Persoalan ini sejatinya berawal sejak 2017. Warga menuturkan bahwa pembangunan jalan tersebut dilakukan tanpa prosedur resmi, tanpa musyawarah, dan tanpa kajian lingkungan seperti AMDAL. Sejumlah warga bahkan mengaku baru mengetahui lahannya terdampak proyek setelah alat berat meratakan tanah tanpa pemberitahuan sebelumnya. Kondisi tersebut membuat mereka merasa dirugikan dan kehilangan lahan produktif secara sepihak.

Untuk memperjuangkan hak mereka, warga kemudian menggandeng Gerakan Satu Ibu Pertiwi (GSIP) Sidoarjo. Lembaga tersebut telah melayangkan surat permintaan klarifikasi sejak 2023, namun hingga kini belum mendapat jawaban yang memadai dari pihak pemerintah desa.

Melihat persoalan yang semakin kompleks, GSIP kembali melayangkan surat resmi kepada Kepala Desa Mulyodadi, Slamet Priyanto, untuk meminta penjelasan menyeluruh terhadap tiga permasalahan yang kini menjadi fokus tuntutan warga, yaitu:

1. Status lahan dan administrasi proyek pembangunan jalan belakang Dusun Kwarengan.

2. Sengketa lahan di Blok III atau Blok Lori, Dusun Gabus.

3. Polemik pembangunan lapak BUMDes di lapangan sepak bola Dusun Gabus.

Warga menuntut agar pemerintah desa membuka seluruh dokumen legalitas, memperjelas status pertanahan, serta memastikan seluruh proses pembangunan mengikuti aturan dan mekanisme resmi. Mereka juga memberikan tenggat waktu untuk memastikan pemerintah desa segera merespons secara transparan.

Sebagai langkah antisipasi terhadap potensi kriminalisasi, GSIP Sidoarjo turut mengirim surat kepada Kapolresta Sidoarjo untuk meminta perlindungan hukum.
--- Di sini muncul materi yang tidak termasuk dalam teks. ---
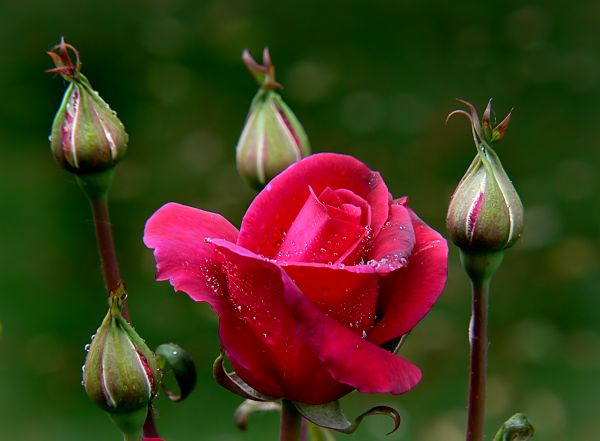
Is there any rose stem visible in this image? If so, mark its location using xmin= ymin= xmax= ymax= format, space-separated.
xmin=89 ymin=193 xmax=159 ymax=438
xmin=89 ymin=194 xmax=130 ymax=321
xmin=279 ymin=400 xmax=302 ymax=441
xmin=467 ymin=278 xmax=490 ymax=441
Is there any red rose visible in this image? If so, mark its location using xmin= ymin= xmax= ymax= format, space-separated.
xmin=144 ymin=153 xmax=448 ymax=404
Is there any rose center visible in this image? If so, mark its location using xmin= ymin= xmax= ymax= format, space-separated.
xmin=277 ymin=188 xmax=371 ymax=264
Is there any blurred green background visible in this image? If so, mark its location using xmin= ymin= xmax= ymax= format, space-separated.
xmin=0 ymin=0 xmax=600 ymax=441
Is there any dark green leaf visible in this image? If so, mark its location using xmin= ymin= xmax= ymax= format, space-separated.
xmin=294 ymin=401 xmax=400 ymax=435
xmin=213 ymin=352 xmax=277 ymax=401
xmin=155 ymin=343 xmax=196 ymax=401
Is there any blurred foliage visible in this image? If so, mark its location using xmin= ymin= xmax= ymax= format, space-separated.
xmin=0 ymin=0 xmax=600 ymax=441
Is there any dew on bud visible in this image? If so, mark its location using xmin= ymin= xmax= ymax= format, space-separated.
xmin=236 ymin=48 xmax=310 ymax=191
xmin=446 ymin=100 xmax=523 ymax=252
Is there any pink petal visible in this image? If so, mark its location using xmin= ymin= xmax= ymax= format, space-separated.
xmin=284 ymin=264 xmax=379 ymax=335
xmin=284 ymin=279 xmax=421 ymax=394
xmin=213 ymin=240 xmax=351 ymax=404
xmin=144 ymin=203 xmax=238 ymax=310
xmin=276 ymin=186 xmax=365 ymax=263
xmin=369 ymin=209 xmax=448 ymax=344
xmin=238 ymin=153 xmax=389 ymax=257
xmin=368 ymin=203 xmax=415 ymax=271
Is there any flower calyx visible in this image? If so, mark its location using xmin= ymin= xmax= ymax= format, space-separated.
xmin=236 ymin=49 xmax=310 ymax=190
xmin=446 ymin=100 xmax=523 ymax=254
xmin=47 ymin=38 xmax=128 ymax=182
xmin=154 ymin=343 xmax=197 ymax=401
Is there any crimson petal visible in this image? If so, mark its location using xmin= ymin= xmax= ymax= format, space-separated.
xmin=369 ymin=209 xmax=448 ymax=344
xmin=282 ymin=273 xmax=421 ymax=394
xmin=144 ymin=203 xmax=238 ymax=310
xmin=238 ymin=153 xmax=390 ymax=257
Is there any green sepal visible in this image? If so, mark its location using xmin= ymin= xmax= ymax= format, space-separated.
xmin=154 ymin=343 xmax=197 ymax=401
xmin=494 ymin=413 xmax=535 ymax=441
xmin=233 ymin=400 xmax=281 ymax=430
xmin=294 ymin=401 xmax=400 ymax=435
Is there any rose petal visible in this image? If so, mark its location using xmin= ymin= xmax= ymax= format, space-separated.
xmin=369 ymin=209 xmax=448 ymax=345
xmin=284 ymin=264 xmax=379 ymax=335
xmin=369 ymin=204 xmax=415 ymax=272
xmin=276 ymin=187 xmax=365 ymax=263
xmin=213 ymin=239 xmax=350 ymax=404
xmin=144 ymin=203 xmax=238 ymax=309
xmin=238 ymin=153 xmax=389 ymax=257
xmin=283 ymin=278 xmax=421 ymax=394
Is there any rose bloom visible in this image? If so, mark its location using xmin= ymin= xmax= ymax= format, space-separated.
xmin=144 ymin=153 xmax=448 ymax=404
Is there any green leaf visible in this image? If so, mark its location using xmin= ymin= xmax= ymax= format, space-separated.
xmin=233 ymin=400 xmax=281 ymax=430
xmin=294 ymin=401 xmax=400 ymax=435
xmin=494 ymin=413 xmax=535 ymax=441
xmin=308 ymin=422 xmax=335 ymax=441
xmin=155 ymin=343 xmax=196 ymax=401
xmin=213 ymin=352 xmax=277 ymax=401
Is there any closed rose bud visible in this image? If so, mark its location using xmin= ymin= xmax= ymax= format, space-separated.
xmin=236 ymin=49 xmax=310 ymax=189
xmin=83 ymin=296 xmax=160 ymax=414
xmin=446 ymin=101 xmax=523 ymax=252
xmin=48 ymin=40 xmax=127 ymax=175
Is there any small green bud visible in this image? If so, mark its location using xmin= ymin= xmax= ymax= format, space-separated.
xmin=446 ymin=100 xmax=523 ymax=253
xmin=83 ymin=295 xmax=160 ymax=414
xmin=236 ymin=49 xmax=310 ymax=189
xmin=48 ymin=39 xmax=128 ymax=175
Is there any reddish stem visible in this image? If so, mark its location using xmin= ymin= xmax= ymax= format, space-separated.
xmin=89 ymin=194 xmax=160 ymax=438
xmin=466 ymin=278 xmax=490 ymax=441
xmin=144 ymin=405 xmax=160 ymax=438
xmin=90 ymin=195 xmax=130 ymax=321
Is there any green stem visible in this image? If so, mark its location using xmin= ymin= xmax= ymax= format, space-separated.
xmin=279 ymin=400 xmax=302 ymax=441
xmin=144 ymin=404 xmax=160 ymax=438
xmin=466 ymin=278 xmax=490 ymax=441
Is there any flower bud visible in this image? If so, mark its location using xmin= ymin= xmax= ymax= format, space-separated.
xmin=446 ymin=100 xmax=523 ymax=252
xmin=83 ymin=296 xmax=160 ymax=414
xmin=236 ymin=49 xmax=310 ymax=189
xmin=48 ymin=39 xmax=127 ymax=175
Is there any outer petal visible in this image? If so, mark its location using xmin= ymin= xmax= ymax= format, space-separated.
xmin=238 ymin=153 xmax=389 ymax=257
xmin=369 ymin=209 xmax=448 ymax=345
xmin=369 ymin=203 xmax=415 ymax=270
xmin=144 ymin=203 xmax=238 ymax=310
xmin=284 ymin=270 xmax=421 ymax=394
xmin=283 ymin=264 xmax=379 ymax=335
xmin=213 ymin=240 xmax=352 ymax=404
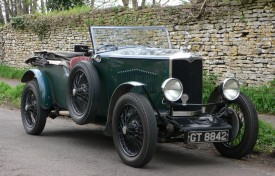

Mereka juga memberi tahu bahwa warga akan memasang banner dan papan peringatan di lokasi sengketa sebagai penegasan kepemilikan lahan.

Jika Pemerintah Desa Mulyodadi kembali mengabaikan tuntutan tersebut, warga menyatakan siap melanjutkan kasus ini ke tingkat hukum yang lebih tinggi, termasuk Kepolisian, Kejaksaan, hingga Komisi Pemberantasan Korupsi (KPK), khususnya apabila ditemukan dugaan penyalahgunaan wewenang dalam tata kelola aset desa.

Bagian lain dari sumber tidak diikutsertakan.